Toll Brothers is embarking on a new business model that may, depending on your outlook, increase the rental stock, provide new opportunities for home builders, or further diminish new home sale inventories.  The company has committed to invest $60 million in a $400 million venture that will build homes for rent in seven major U.S. cities.

And it isn't just Toll Brothers and its partner in the venture, BB Living that see a build-to-rent market.  According to John McManus, writing in Builder, a number of companies are already producing some of their new homes specifically for rent although most are doing so to supply stock to single-family property management companies. These companies provide services to the big private asset management companies that bought up thousands of foreclosed single-family houses during the financial crisis. Recently Clayton Homes revealed it is piloting build-for-rent home communities within its huge market area. Clayton is the nation's 15th largest site-builder and its largest producer of manufactured homes.

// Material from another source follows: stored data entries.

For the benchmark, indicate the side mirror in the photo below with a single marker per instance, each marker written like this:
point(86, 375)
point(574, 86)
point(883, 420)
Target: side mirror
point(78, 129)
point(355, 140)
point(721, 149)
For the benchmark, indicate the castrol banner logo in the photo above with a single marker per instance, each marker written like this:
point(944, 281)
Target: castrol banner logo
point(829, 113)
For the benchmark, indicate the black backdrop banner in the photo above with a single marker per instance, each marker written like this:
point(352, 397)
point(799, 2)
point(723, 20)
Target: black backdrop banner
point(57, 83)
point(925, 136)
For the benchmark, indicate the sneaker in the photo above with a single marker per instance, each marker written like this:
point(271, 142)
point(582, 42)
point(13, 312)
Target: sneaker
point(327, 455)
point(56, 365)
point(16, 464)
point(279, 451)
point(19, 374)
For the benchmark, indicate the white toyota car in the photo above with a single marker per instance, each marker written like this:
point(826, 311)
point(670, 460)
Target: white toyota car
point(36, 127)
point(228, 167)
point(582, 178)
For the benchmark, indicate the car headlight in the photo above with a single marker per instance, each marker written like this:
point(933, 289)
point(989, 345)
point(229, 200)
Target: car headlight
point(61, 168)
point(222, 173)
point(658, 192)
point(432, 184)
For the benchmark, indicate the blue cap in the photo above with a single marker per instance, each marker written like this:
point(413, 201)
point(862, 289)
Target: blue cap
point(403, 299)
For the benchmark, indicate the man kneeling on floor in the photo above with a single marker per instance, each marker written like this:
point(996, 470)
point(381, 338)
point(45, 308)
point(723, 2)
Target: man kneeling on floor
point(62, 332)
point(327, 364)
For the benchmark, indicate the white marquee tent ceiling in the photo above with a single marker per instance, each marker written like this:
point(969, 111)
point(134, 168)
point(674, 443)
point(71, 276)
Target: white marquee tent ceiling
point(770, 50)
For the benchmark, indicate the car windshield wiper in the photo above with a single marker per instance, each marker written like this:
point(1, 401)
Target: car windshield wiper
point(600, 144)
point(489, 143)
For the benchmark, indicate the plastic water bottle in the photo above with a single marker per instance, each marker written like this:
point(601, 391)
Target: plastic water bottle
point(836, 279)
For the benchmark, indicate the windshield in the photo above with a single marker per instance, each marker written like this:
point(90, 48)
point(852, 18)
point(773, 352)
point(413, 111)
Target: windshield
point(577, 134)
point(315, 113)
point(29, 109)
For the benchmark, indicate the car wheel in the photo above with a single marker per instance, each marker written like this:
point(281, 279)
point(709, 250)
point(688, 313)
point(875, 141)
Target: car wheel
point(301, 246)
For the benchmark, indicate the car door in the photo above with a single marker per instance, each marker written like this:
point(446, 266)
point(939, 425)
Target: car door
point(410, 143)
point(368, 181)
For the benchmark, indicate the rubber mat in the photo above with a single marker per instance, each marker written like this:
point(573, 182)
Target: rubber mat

During the recovery the high-end apartment market took off, showing a demand from those who could afford to buy but preferred to rent.  McManus says, "Renting by choice, one of the past decade's "stealth" macro consumer and housing preference trends, has shown the kind of staying power and scalability that's got all the big single-family for-sale home builders abuzz about the strategic opportunities ahead."

Toll chairman and CEO Doug Yearley told McManus that his company and BB Living would expand their model from BB's current base in Phoenix to Las Vegas, Denver, Jacksonville, Florida; Dallas, Houston, and Boise.  The project will be branded with the BB Living name.

The current plan is to build primarily in masterplanned communities that have a wide variety of price points and products and to build new single-families and townhomes that look much the same as what other builders have constructed for sale.

McManus points out that masterplanned communities have increasingly been allocating community tracts specifically for single-family rentals, and some actually integrate for-sale and for-rent new properties in the same neighborhoods.  Even though finished vacant lots are scarce and land prices are high and regulation-laden everywhere, suburban masterplanned communities offer a lower-cost alternative to urban and infill land expense.

Toll is targeting primarily younger families that fall into two categories; those that face economic hurdles that have put homeownership beyond their means, at least temporarily and those who could buy but opt for the flexibility and "less strings attached" lifestyle of renting.